TW : à lire en commentaire si vous avez des inquiétudes.


Je dois vous voir. 9 heures dans mon bureau.

L'odeur des ennuis s'était métamorphosée en injonction durant la nuit. Laura se présenta dans les locaux de la Société à l'heure dite et la porte ouverte de Lafferty l'invita à affronter le pire sans tergiverser.

Deux jours, deux convocations, une fois à la morgue, une fois à la Société, Laura arpentait des zones dangereuses, qui lui semblaient pourtant très éloignées de ses véritables ennuis. Elle devait faire face, pourtant, gérer les hommes comme les monstres.

Au moins Lafferty n'était-il pas du style à tourner autour du pot. Elle baissa d'instinct les yeux et carra les épaules. Elle avait mille choses à se reprocher, restait à voir ce qu'il allait choisir.

— Laura, je vais être franc. Je suis à deux doigts de vous suspendre. Votre gestion de Fernbridge est catastrophique. Erratique, même. Vous avez toujours travaillé avec méthode. Vos collègues pouvaient compter sur votre sérieux pour les garder dans le droit chemin. Ici... Vous agissez sans la moindre logique.

Il relâcha sa respiration comme un buffle, mais n'attendait pas de réponse.

— Edward, qui vous adore, se plie à vos desiderata en acceptant vos silences, Graham obéit sans rien comprendre... et votre pré-rapport reste vide ! Vos décisions, vos initiatives, ne sont sous-tendues par aucune donnée. Vous ne pouvez pas faire ce genre de rétention d'information, engager des ressources... communiquer avec la police, leur imposer des directives... sans étayer votre travail.

Il leva une feuille qu'il agita devant elle. Sa voix vibrait d'une colère maîtrisée, tranchante comme l'acier.

— Je pense que vous ne mesurez pas ce que votre comportement provoque. Le commissariat central s'inquiète de notre responsabilité derrière les morts de Fernbridge. Une enquête est sur le point d'être lancée par la Fédération... Apparemment, certaines des personnes décédées ont travaillé sur l'implication de la Société dans la répression d'un mouvement social des années 90 à Neffen, et on parle d'une volonté de notre part de les faire taire. La police soupçonne que la liste que vous leur avez envoyée est un leurre, et les derniers meurtres un écran de fumée, pour noyer le poisson. Et je n'ai pas une miette d'information à leur fournir pour tempérer ces angoisses !

Laura écarquilla les yeux, stupéfaite, ouvrit la bouche mais Lafferty poursuivit.

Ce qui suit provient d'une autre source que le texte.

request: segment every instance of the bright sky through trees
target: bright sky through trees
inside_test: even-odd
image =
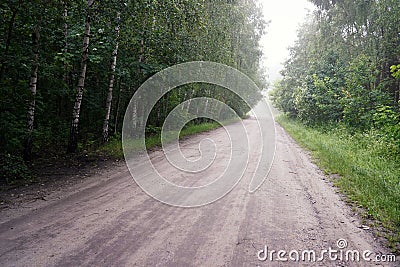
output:
[[[296,40],[296,31],[313,4],[307,0],[262,0],[264,17],[271,21],[261,44],[264,52],[263,65],[269,80],[280,77],[282,63],[289,57],[288,47]]]

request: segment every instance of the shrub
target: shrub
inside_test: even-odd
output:
[[[0,183],[15,184],[32,179],[31,172],[21,156],[0,154]]]

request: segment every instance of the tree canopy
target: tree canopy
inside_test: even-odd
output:
[[[290,49],[276,104],[306,123],[386,127],[399,138],[399,1],[311,2],[316,9]]]

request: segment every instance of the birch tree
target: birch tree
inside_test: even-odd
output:
[[[31,76],[29,78],[29,92],[30,100],[28,104],[27,112],[27,138],[24,148],[25,160],[31,160],[32,158],[32,132],[33,125],[35,122],[35,107],[36,107],[36,85],[38,78],[38,66],[39,66],[39,27],[36,26],[32,32],[32,69]]]
[[[110,113],[111,113],[111,103],[113,97],[113,88],[114,88],[114,80],[115,80],[115,68],[117,66],[117,55],[118,55],[118,38],[120,32],[120,19],[121,13],[117,13],[117,25],[115,26],[115,48],[112,52],[111,56],[111,64],[110,64],[110,81],[108,84],[108,94],[106,100],[106,115],[103,122],[103,142],[108,141],[108,126],[110,121]]]
[[[79,116],[81,112],[81,104],[83,97],[83,88],[85,86],[85,78],[86,78],[86,68],[89,56],[89,39],[90,39],[90,16],[91,16],[91,7],[94,3],[94,0],[88,0],[87,2],[87,14],[85,21],[85,31],[83,36],[83,46],[82,46],[82,59],[81,59],[81,70],[78,80],[78,86],[76,88],[76,97],[74,109],[72,112],[72,124],[68,142],[67,152],[74,153],[78,148],[78,129],[79,129]]]

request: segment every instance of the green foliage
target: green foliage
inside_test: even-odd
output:
[[[380,105],[373,114],[373,121],[376,127],[393,126],[399,119],[399,114],[391,106]]]
[[[0,184],[12,185],[32,180],[31,172],[20,156],[0,154]]]
[[[287,113],[291,117],[297,116],[297,109],[294,104],[294,89],[292,86],[285,85],[287,80],[276,81],[270,91],[271,100],[275,106]]]
[[[341,118],[340,92],[331,78],[319,78],[316,74],[307,76],[304,85],[298,87],[295,94],[294,104],[301,120],[323,123]]]
[[[312,2],[317,11],[291,48],[276,106],[308,124],[342,122],[352,131],[397,124],[400,24],[388,18],[400,16],[398,4]]]
[[[400,79],[400,64],[390,66],[390,72],[396,79]]]

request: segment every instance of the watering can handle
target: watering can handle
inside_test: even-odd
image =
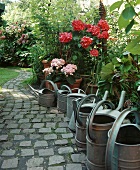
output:
[[[115,120],[111,128],[111,132],[108,138],[107,147],[106,147],[106,156],[105,156],[106,158],[105,169],[106,170],[112,170],[112,158],[113,158],[113,152],[114,152],[114,147],[115,147],[115,141],[116,141],[119,129],[121,127],[121,124],[123,123],[126,116],[128,116],[130,113],[134,113],[135,118],[136,118],[136,124],[140,125],[140,114],[137,111],[134,111],[134,110],[132,111],[130,110],[130,108],[127,108],[121,112],[121,114]]]
[[[82,90],[82,89],[79,89],[79,88],[73,88],[73,89],[71,89],[71,91],[73,91],[73,90],[78,90],[78,93],[84,93],[85,94],[85,91],[84,90]]]
[[[62,85],[62,86],[61,86],[61,89],[63,89],[63,88],[67,89],[70,93],[72,93],[72,91],[71,91],[71,89],[70,89],[69,86],[67,86],[67,85]]]
[[[75,113],[76,113],[76,120],[77,120],[77,122],[79,123],[80,126],[83,126],[81,120],[79,119],[79,111],[80,111],[80,108],[81,108],[82,104],[83,104],[87,99],[89,99],[90,97],[94,97],[94,98],[95,98],[95,102],[98,101],[98,97],[97,97],[95,94],[89,94],[89,95],[87,95],[86,97],[84,97],[84,98],[80,101],[79,105],[77,106],[77,110],[76,110],[76,112],[75,112]]]
[[[54,88],[55,96],[57,96],[58,87],[57,87],[57,85],[56,85],[53,81],[51,81],[51,80],[43,80],[42,83],[41,83],[41,85],[40,85],[40,87],[39,87],[39,89],[42,89],[42,87],[43,87],[43,85],[44,85],[45,82],[49,82],[49,83],[52,85],[52,87]]]
[[[124,99],[125,99],[125,94],[126,92],[125,91],[122,91],[121,92],[121,96],[120,96],[120,100],[119,100],[119,104],[118,104],[118,107],[115,109],[115,110],[121,110],[123,108],[123,105],[124,105]]]
[[[80,101],[80,100],[81,100],[81,98],[77,98],[77,99],[74,99],[74,100],[72,101],[75,122],[76,122],[76,120],[77,120],[77,107],[78,107],[78,105],[79,105],[79,101]]]
[[[35,97],[39,97],[39,91],[34,89],[32,86],[28,84],[29,88],[34,92]]]
[[[87,135],[88,137],[91,139],[90,137],[90,133],[92,132],[92,122],[93,122],[93,119],[94,119],[94,116],[97,112],[97,110],[99,109],[100,106],[102,106],[103,104],[109,106],[112,110],[114,109],[114,104],[108,100],[101,100],[97,103],[97,105],[95,106],[95,108],[93,108],[90,112],[90,118],[88,120],[88,123],[87,123]],[[95,142],[95,137],[92,138],[92,141]]]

— Vous ne pouvez pas continuer comme ça, Laura. Vous êtes à côté de vous-même, depuis New Tren. Je ne vous reconnais plus. Personne ne vous reconnait ! Même Duncan et Lloyd sont venus m'en parler, or la loyauté dans votre trio nous a posé des soucis par le passé, plus d'une fois.

Il croisa les bras.

— Alors voici où nous en sommes. Un, vous allez consulter un psy. Ce n'est pas une proposition, c'est une exigence. Je sais que vous voyez enfin le docteur Kant cet après-midi, il vous donnera des coordonnées. Je ne sais pas ce qui se passe, mais ça ne peut plus durer. Et lundi, vous vous réunirez avec Graham, Edward et Duncan, qui va reprendre la supervision du dossier.

Elle songea protester, éteignit le pire. Duncan, d'entre tous.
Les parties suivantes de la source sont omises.